The injured students have been taken to hospitals for treatment, Mbithi said.

 He said an electrical transformer exploded and students thought it was an attack like the April 2 assault by Somalia’s al-Shabaab rebels on Kenya’s Garissa University College in which 148 people were killed.

“It was around 5am local time and the transformer at the campus exploded about four or five times which made students mistake it for an attack,” said Mbithi.

“Most of them jumped out of their hostels thinking it was an al-Shabaab attack. “

Sharon Mutual, a student of the university, told the Reuters news agency: “Some students rushed through the doors, others jumped through the window from the fifth floor, others on the fourth floor.

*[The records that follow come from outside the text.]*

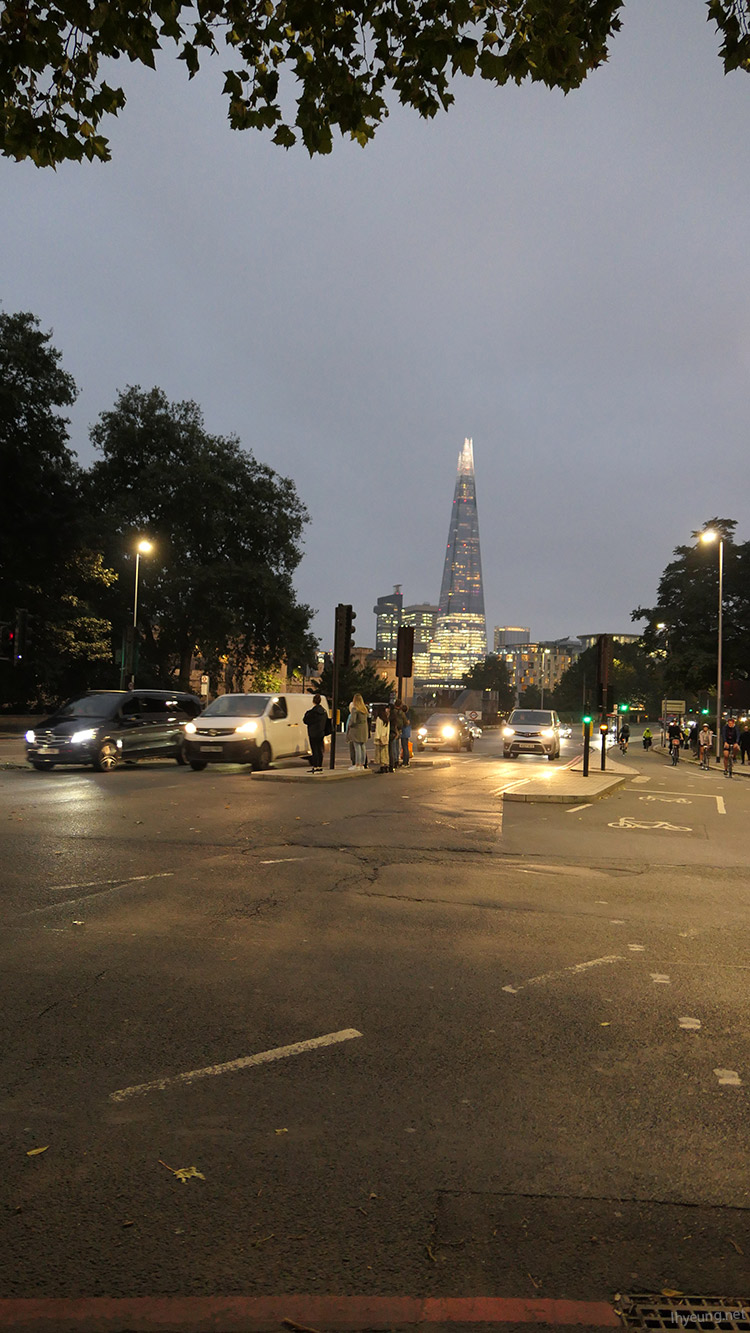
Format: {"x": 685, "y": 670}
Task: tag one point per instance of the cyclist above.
{"x": 730, "y": 741}
{"x": 705, "y": 741}
{"x": 674, "y": 733}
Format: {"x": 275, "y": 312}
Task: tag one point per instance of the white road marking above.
{"x": 553, "y": 976}
{"x": 264, "y": 1057}
{"x": 729, "y": 1077}
{"x": 708, "y": 796}
{"x": 95, "y": 884}
{"x": 668, "y": 800}
{"x": 626, "y": 821}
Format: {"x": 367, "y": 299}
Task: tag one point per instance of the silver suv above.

Most of them were unconscious after falling.” 

Al-Shabaab has killed more than 400 people on Kenyan soil in the past two years, including 67 during a siege at Nairobi’s Westgate mall in 2013, damaging tourism and inward investment.

Kenya responded to the latest attack with air strikes on al-Shabaab targets in Somalia and closure of informal financial firms suspected of involvement in the funding of the rebels.

It has also said the United Nations (UN) refugee agency should relocate hundreds of thousands of Somali refugees sheltering in the Dadaab camp in the remote northeastern region.